El solo hecho de proponerse ser buenos, después haber oído del pan leudado, no cumple por completo el comando en Éxodo 12:20. Por siete días no sólo evitamos levadura, pero también comemos pan sin levadura, representando así la sinceridad y la verdad de Dios. Ese es el "pan de vida", el pan que debemos comer si vamos a heredar la vida eterna. Dice en Juan 6:35, 48:
35 Jesús les dijo: Yo soy el pan de vida; el que a mí viene, nunca tendrá hambre; y el que en mí cree, no tendrá sed jamás.
 36 Más os he dicho, que aunque me habéis visto, no creéis.
 37 Todo lo que el Padre me da, vendrá a mí; y al que a mí viene, no le echo fuera.
 38 Porque he descendido del cielo, no para hacer mi voluntad, sino la voluntad del que me envió.
 39 Y ésta es la voluntad del Padre, el que me envió: Que de todo lo que me diere, no pierda yo nada, sino que lo resucite en el día postrero.
 40 Y ésta es la voluntad del que me ha enviado: Que todo aquél que ve al Hijo, y cree en él, tenga vida eterna; y yo le resucitaré en el día postrero.
 41 Murmuraban entonces de él los judíos, porque había dicho: Yo soy el pan que descendió del cielo.

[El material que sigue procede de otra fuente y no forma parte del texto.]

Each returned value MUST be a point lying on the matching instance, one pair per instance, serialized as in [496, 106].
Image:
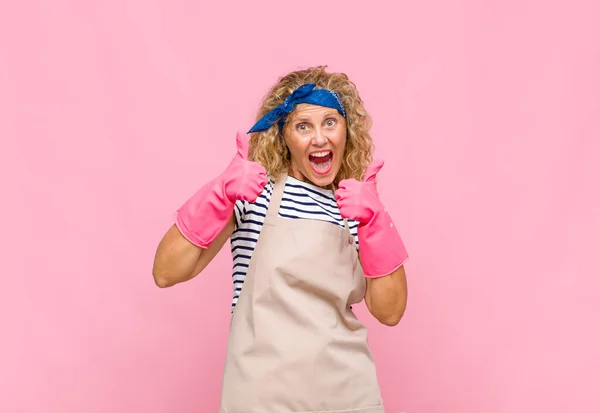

 42 Y decían: ¿No es éste Jesús, el hijo de José, cuyo padre y madre nosotros conocemos? ¿Cómo, pues, dice éste: Del cielo he descendido?
 43 Jesús respondió y les dijo: No murmuréis entre vosotros.
 44 Ninguno puede venir a mí, si el Padre que me envió no le trajere; y yo le resucitaré en el día postrero.
 45 Escrito está en los profetas: Y serán todos enseñados por Dios. Así que, todo aquel que oyó al Padre, y aprendió de él, viene a mí.
 46 No que alguno haya visto al Padre, sino aquel que vino de Dios; éste ha visto al Padre.
 47 De cierto, de cierto os digo: El que cree en mí, tiene vida eterna.
 48 Yo soy el pan de vida
A medida que ingerimos la comida espiritual de Jesucristo y dejamos que esta permanezca en nosotros, Él nos transformará en una nueva masa con poder para vivir sin levadura todos los días de nuestra vida. Esa es la hermosa lección de los Días de Panes sin Levadura. ¿Puede hacerla tuya?
¿Qué te parece y que vas hacer al respecto?

Que te parece y que vas hacer al respecto?